The demand for radiant heating is growing as homeowners prioritize comfort and energy efficiency. Contractors who can design and install these systems well have a real competitive advantage in the residential market.

If you need help organizing your radiant heating projects and keeping track of the multiple trades and phases involved, schedule a demo with Projul to see how our project management platform works for specialty contractors.

Frequently Asked Questions

What is the difference between hydronic and electric radiant floor heating?
Hydronic systems circulate warm water through PEX tubing embedded in or under the floor. Electric systems use resistance heating cables or mats installed beneath the floor surface. Hydronic is more cost-effective for whole-house heating because the operating cost is lower, especially with a high-efficiency boiler or heat pump. Electric is better for single rooms like bathrooms or small additions where the installation cost of a hydronic system would not be justified.
How much does radiant floor heating cost to install?
Electric radiant floor heating costs 8 to 15 dollars per square foot for materials and installation. Hydronic systems cost 12 to 25 dollars per square foot installed, depending on the heat source, number of zones, and whether the tubing is embedded in a slab or installed under a wood subfloor. The heat source (boiler or heat pump) adds 3,000 to 15,000 dollars depending on capacity and type.
Can you install radiant floor heating under hardwood floors?
Yes, but with important limitations. Engineered hardwood handles the temperature changes better than solid hardwood, which can warp, gap, or cup with radiant heat. Keep the floor surface temperature below 85 degrees Fahrenheit for wood floors. The wood should be acclimated and installed using a floating or glue-down method rather than nailing, which can puncture the tubing or cables below.
How thick is a radiant floor heating system?
Electric cable or mat systems add about a quarter inch to half inch of height when installed in thinset under tile. Hydronic systems embedded in a concrete slab add no extra height since the tubing is within the slab. Hydronic systems installed above a subfloor with a poured gypsum or lightweight concrete topping add 1.5 to 2.5 inches of height. Low-profile panel systems can reduce the height addition to about 1 inch.
How long does it take for radiant floor heating to warm up a room?
Radiant floors have a longer response time than forced-air systems because the thermal mass of the floor needs to warm up first. A concrete slab system can take 4 to 8 hours to reach temperature from a cold start. Lighter systems with less thermal mass (thin-slab or under-floor installations) respond in 1 to 3 hours. Most systems use programmable thermostats that anticipate heating needs and start warming the floor before the scheduled comfort period.

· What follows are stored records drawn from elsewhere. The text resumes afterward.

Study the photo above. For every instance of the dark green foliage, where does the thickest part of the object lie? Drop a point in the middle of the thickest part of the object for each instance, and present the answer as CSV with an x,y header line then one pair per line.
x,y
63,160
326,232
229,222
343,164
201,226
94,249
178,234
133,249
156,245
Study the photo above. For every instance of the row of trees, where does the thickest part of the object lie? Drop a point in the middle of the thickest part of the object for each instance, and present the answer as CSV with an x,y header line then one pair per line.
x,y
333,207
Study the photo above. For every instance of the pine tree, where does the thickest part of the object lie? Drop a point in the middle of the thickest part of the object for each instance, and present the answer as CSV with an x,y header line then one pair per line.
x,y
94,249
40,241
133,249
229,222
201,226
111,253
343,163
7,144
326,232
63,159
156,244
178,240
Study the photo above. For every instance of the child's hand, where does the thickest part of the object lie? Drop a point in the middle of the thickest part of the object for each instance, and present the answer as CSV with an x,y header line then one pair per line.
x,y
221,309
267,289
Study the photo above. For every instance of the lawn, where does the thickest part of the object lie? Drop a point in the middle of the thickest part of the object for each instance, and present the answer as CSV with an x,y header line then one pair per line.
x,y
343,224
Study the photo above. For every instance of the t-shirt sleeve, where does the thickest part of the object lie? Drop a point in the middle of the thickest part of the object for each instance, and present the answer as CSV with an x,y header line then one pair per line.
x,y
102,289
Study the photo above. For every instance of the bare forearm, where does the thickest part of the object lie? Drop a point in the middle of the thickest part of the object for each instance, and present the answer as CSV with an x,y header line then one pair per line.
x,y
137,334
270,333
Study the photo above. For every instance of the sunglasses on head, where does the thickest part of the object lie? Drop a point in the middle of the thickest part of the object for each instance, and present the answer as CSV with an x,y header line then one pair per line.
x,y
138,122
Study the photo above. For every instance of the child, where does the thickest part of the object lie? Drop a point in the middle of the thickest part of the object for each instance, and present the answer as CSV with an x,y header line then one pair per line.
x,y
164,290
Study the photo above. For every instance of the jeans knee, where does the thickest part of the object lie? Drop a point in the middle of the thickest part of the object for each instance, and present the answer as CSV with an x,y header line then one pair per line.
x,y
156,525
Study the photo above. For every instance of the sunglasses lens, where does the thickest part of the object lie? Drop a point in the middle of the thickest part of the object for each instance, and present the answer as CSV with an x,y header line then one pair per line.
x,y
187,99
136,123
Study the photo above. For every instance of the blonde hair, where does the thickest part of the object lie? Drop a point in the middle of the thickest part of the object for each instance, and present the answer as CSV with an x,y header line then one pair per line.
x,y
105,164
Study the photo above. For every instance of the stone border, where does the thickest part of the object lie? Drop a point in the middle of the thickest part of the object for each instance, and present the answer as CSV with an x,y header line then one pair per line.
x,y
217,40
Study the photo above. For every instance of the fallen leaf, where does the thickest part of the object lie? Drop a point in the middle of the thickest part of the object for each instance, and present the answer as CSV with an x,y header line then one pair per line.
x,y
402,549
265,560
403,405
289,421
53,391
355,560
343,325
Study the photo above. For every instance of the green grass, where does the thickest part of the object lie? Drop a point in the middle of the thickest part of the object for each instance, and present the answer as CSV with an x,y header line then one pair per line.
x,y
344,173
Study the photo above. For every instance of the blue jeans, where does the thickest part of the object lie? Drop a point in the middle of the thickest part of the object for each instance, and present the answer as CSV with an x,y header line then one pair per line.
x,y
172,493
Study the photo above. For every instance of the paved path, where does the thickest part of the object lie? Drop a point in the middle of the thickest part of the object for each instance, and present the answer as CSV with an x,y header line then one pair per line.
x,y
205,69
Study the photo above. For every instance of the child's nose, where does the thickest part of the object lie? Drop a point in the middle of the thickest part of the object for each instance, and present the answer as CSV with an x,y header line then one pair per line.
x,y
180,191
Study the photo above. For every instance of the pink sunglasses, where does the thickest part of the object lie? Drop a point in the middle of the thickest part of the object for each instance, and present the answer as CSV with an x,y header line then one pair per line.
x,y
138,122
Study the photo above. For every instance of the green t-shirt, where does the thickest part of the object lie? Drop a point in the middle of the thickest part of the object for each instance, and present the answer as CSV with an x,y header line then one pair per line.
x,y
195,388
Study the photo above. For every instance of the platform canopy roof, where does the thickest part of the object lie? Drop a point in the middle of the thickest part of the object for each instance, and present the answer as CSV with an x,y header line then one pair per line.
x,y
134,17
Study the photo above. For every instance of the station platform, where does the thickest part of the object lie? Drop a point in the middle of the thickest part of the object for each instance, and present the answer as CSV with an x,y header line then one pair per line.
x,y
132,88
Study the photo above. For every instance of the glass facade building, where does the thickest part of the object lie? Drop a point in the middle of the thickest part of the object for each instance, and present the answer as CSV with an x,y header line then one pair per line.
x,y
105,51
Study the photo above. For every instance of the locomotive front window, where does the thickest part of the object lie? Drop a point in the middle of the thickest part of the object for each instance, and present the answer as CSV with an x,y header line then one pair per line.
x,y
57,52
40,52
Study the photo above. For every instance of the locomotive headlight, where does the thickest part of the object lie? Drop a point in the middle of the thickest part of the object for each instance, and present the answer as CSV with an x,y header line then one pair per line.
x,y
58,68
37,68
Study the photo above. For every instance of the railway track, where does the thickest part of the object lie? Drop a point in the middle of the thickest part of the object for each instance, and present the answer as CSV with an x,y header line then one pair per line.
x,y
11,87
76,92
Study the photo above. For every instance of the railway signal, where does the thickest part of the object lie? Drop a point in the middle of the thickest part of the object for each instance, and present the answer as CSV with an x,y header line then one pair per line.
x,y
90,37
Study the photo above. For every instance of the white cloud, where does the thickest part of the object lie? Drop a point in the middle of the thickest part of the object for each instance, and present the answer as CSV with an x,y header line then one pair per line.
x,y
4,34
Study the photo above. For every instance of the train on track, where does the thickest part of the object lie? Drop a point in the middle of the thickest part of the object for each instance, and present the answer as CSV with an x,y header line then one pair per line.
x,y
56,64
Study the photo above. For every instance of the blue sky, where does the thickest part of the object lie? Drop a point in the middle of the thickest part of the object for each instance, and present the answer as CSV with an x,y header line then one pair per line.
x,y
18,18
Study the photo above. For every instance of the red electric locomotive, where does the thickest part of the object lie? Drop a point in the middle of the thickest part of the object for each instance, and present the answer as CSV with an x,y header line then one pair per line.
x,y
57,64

Does radiant floor heating work with all floor coverings?
Radiant heating works best with tile, stone, and concrete floors because these materials conduct heat efficiently. It also works well with engineered hardwood, laminate, and luxury vinyl plank. Thick carpet and pad act as insulators and reduce the system's effectiveness significantly. If you install carpet over radiant heating, use a low-profile pad with a combined R-value under 2.0.

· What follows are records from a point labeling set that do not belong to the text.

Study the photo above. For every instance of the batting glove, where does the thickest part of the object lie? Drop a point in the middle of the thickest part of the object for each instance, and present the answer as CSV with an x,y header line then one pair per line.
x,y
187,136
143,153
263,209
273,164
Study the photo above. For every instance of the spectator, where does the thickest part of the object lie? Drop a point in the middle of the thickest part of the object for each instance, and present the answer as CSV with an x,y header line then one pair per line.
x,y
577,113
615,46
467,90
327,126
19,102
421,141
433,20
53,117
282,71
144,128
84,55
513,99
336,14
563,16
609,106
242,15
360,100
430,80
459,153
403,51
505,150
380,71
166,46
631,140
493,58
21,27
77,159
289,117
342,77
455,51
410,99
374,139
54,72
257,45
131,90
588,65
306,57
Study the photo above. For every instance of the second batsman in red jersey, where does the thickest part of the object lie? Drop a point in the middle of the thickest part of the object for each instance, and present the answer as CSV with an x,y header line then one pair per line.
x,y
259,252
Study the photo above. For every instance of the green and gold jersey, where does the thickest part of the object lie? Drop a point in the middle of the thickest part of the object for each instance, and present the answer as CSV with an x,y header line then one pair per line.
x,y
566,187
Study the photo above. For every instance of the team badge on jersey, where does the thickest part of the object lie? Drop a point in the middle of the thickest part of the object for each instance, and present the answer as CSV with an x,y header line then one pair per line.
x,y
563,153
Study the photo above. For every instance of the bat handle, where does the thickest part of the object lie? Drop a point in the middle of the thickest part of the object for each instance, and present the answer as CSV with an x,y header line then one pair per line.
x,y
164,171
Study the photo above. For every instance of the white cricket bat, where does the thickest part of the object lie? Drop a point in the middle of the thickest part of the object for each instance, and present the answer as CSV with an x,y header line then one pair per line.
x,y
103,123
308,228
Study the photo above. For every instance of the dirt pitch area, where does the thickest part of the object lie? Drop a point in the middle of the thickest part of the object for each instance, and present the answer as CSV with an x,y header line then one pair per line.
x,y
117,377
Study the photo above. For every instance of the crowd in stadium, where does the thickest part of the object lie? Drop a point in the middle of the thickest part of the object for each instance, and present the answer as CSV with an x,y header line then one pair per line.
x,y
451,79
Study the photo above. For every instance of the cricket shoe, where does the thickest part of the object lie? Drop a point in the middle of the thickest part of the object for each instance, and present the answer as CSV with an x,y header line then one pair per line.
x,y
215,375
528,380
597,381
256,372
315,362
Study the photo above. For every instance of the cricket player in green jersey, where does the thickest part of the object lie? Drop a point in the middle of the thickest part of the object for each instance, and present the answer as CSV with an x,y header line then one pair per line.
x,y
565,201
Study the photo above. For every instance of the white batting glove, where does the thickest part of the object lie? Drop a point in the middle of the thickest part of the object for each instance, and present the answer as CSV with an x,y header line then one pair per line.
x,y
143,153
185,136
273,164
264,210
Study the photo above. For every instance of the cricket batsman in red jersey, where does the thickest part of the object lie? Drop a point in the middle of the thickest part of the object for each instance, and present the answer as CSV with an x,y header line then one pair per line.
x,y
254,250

Is radiant floor heating more energy efficient than forced air?
Yes, typically 20 to 40 percent more efficient for several reasons. Radiant systems operate at lower water temperatures (typically 80 to 140 degrees Fahrenheit versus 120 to 180 for baseboard systems). There are no duct losses, which waste 25 to 35 percent of energy in many forced-air systems. Radiant heat warms objects and people directly, so occupants feel comfortable at lower thermostat settings.

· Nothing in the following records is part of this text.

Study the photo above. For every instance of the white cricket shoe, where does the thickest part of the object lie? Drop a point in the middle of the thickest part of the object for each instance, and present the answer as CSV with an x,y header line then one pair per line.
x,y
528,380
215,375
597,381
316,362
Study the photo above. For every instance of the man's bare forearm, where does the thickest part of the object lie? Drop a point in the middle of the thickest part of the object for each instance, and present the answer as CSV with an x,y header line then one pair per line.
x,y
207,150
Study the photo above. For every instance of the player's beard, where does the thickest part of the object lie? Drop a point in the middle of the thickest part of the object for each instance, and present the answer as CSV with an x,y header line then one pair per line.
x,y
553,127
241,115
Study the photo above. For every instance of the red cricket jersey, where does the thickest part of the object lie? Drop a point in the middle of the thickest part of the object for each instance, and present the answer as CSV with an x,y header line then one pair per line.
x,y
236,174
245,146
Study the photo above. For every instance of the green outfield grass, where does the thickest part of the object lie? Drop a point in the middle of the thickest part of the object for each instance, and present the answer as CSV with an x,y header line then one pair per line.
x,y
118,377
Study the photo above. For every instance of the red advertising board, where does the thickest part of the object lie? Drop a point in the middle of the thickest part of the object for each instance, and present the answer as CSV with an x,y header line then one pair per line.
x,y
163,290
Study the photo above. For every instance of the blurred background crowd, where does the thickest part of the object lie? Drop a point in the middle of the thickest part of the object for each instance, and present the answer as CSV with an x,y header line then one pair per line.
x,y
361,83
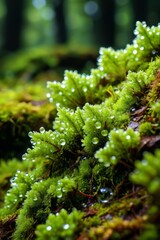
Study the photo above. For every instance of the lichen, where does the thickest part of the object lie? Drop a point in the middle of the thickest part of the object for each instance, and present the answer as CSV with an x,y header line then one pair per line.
x,y
95,173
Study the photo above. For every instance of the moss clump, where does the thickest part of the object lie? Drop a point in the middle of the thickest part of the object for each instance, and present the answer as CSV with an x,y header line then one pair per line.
x,y
95,173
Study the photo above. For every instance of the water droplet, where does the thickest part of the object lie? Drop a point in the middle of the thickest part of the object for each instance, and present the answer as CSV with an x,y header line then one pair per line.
x,y
104,133
62,142
42,130
66,226
98,125
48,228
95,140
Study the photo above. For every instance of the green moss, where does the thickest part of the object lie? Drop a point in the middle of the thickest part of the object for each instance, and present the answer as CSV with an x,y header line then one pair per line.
x,y
94,172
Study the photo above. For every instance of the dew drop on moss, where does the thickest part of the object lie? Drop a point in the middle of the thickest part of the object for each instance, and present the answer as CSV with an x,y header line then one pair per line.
x,y
95,140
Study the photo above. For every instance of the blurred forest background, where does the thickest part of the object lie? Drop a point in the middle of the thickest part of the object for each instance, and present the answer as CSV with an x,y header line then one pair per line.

Can you install radiant floor heating in an existing home without tearing up the floor?
Yes, using below-floor installation methods. For homes with accessible crawl spaces or basements, PEX tubing or electric cables can be installed from below by stapling them to the underside of the subfloor and adding insulation beneath. This is less efficient than in-floor installation because the heat must travel through the subfloor, but it avoids demolition. Some thin-profile systems can also be installed on top of existing floors with minimal height addition.